LONDON - Saudi Arabia is exploring the potential launch of a new commodity trading platform for battery materials, including graphite and rare earths, its vice minister of industry and mineral resources said.

Riyadh's efforts to build an economy that is not dependent on oil include a shift towards mining the country's untapped mineral resources - worth about $1.33 trillion - including copper, lithium, phosphate and gold, but also investing in overseas assets.

"To be a minerals hub you have to have it all and we are studying a future minerals commodity exchange for graphite, rare earths, lithium, cobalt and even nickel, as there is no efficient commodity exchange nor price-finding mechanism for some," Khalid bin Saleh Al-Mudaifer told Reuters in an interview.

The Kingdom has been studying setting up the trading platform for the past three months and it does not expect a decision to be made before the next six, Al-Mudaifer said.

"We don't yet know if it would be feasible ... because the quantities are small and the specifications differ, it's not as easy as aluminium or crude oil."

There are currently no exchanges offering contracts for graphite or rare earth metals, both important materials for electric vehicle and the energy transition.

Lithium and cobalt can be traded on the London Metal Exchange and Chicago Mercantile Exchange (CME).

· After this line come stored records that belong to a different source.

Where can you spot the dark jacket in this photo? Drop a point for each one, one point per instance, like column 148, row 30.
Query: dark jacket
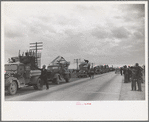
column 136, row 72
column 43, row 73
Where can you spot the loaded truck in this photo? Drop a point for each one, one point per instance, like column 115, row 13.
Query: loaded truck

"We are working with a number of consultants and also with the people who trade the commodities," he said.

Saudi Arabia's investment fund Manara Minerals, a joint venture between state-owned miner Ma'aden and the Public Investment Fund (PIF), was set up in January to buy assets overseas. It will prioritise copper, nickel, iron ore and lithium.

Its first major foray abroad was a deal to become a 10% shareholder in Vale's $26 billion copper and nickel unit last July.